O governo brasileiro quer acelerar a criação do Banco do Sul, uma instituição para apoiar as nações sul-americanas, em meio à atual crise internacional, informou nesta quarta-feira o principal assessor internacional da Presidência, Marco Aurélio Garcia.

“Acreditamos que o Banco do Sul deveria caminhar um pouco mais rápido e, por isso, a presidente (Dilma Rousseff) pediu para acelerar o envio do projeto ao Congresso”, disse Garcia em reunião com correspondentes estrangeiros.

O Banco do Sul é uma iniciativa da União de Nações Sul-Americanas (Unasul) para fomentar o desenvolvimento, as economias e as obras de infraestrutura na América do Sul, e contará com um capital global de 20 bilhões de dólares.

A nova instituição deve ajudar a região a se proteger em um momento em que o mundo enfrenta “uma crise de crédito”, explicou Garcia.

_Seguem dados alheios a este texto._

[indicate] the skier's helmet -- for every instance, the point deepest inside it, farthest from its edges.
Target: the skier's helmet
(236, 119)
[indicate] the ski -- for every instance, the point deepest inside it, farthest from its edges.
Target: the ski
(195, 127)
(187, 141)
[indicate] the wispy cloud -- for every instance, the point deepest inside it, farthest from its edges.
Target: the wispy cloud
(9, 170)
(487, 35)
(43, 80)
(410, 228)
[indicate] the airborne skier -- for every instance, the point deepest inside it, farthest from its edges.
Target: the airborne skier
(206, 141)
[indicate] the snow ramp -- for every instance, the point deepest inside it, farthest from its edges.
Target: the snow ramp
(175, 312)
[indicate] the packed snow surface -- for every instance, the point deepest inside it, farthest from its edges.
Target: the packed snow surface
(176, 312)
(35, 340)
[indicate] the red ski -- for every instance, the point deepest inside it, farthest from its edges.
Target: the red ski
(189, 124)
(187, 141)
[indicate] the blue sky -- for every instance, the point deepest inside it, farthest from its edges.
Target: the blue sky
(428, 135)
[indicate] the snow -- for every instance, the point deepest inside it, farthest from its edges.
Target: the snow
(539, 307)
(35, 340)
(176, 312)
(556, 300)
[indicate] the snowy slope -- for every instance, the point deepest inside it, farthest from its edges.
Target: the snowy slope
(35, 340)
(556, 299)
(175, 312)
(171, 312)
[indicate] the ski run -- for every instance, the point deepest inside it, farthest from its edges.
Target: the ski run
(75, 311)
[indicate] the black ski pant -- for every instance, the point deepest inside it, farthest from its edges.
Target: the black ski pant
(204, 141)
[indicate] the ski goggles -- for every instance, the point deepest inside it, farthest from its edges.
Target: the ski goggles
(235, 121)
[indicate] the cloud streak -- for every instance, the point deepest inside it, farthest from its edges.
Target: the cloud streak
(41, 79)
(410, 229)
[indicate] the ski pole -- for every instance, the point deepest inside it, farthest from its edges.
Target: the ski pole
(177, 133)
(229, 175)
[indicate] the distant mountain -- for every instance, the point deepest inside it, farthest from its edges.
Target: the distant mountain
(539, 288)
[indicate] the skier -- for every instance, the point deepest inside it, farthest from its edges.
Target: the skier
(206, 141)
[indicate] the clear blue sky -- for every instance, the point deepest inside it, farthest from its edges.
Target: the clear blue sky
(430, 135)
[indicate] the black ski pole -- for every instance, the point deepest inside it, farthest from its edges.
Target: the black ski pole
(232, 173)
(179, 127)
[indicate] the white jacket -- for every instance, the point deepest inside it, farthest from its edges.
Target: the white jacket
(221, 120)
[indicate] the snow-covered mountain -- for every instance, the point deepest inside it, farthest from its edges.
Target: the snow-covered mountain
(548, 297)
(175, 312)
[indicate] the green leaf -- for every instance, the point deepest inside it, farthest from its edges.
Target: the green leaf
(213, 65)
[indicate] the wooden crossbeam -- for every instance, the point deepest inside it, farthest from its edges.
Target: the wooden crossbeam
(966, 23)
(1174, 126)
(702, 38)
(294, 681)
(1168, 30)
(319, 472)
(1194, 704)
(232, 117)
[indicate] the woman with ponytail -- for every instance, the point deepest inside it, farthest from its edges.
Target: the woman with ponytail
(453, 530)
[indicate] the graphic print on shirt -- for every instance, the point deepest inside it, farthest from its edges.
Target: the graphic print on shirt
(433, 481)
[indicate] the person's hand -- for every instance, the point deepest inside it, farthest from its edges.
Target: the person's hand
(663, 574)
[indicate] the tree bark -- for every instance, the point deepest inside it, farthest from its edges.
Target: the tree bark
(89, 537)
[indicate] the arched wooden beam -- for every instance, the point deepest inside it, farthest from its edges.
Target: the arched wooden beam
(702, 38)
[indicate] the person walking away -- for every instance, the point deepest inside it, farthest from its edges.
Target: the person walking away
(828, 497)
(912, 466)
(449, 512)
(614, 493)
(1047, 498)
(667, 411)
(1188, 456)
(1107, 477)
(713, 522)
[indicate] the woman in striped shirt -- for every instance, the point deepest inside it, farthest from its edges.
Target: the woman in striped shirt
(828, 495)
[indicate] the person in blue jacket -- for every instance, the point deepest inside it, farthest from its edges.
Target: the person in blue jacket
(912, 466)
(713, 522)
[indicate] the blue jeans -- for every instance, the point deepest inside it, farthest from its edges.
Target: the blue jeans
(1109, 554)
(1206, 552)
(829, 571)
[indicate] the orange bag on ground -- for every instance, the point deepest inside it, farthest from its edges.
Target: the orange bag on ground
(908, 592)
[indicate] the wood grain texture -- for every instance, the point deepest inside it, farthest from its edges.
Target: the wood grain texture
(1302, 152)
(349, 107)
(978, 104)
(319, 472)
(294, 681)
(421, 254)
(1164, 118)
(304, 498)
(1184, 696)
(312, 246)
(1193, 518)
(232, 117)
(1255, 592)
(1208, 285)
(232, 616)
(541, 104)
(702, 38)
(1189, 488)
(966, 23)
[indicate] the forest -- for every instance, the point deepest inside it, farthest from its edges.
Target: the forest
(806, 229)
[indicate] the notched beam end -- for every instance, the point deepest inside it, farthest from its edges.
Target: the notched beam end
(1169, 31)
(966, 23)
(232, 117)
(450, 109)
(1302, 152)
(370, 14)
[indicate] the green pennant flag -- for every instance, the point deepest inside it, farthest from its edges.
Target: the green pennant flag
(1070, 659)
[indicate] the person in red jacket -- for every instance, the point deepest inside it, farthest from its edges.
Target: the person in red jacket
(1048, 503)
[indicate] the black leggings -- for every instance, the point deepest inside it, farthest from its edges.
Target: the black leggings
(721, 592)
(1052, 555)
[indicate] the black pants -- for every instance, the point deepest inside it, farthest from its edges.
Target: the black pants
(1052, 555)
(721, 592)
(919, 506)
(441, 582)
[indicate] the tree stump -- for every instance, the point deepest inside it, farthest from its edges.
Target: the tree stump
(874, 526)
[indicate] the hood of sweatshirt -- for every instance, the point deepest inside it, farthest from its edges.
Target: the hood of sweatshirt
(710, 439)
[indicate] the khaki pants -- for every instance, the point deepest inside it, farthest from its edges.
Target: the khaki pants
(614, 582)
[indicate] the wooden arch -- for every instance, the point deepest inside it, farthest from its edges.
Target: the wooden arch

O Congresso da Argentina converteu em lei, em setembro, o projeto que ratifica o convênio constituído do Banco do Sul, que também foi aprovado por Venezuela, Equador e Bolívia.

Argentina, Venezuela e Brasil deverão desembolsar um capital inicial de 2 bilhões de dólares em cinco anos cada um; Equador e Uruguai de 400 milhões de dólares e Paraguai e Bolívia de 100 milhões de dólares em 10 anos cada um.

A Unasul é formada por Argentina, Bolívia, Brasil, Chile, Colômbia, Equador, Guiana, Paraguai, Peru, Suriname, Uruguai e Venezuela.

O Uruguai será anfitrião, no próximo dia 20, da cúpula de chefes de Estado do Mercosul.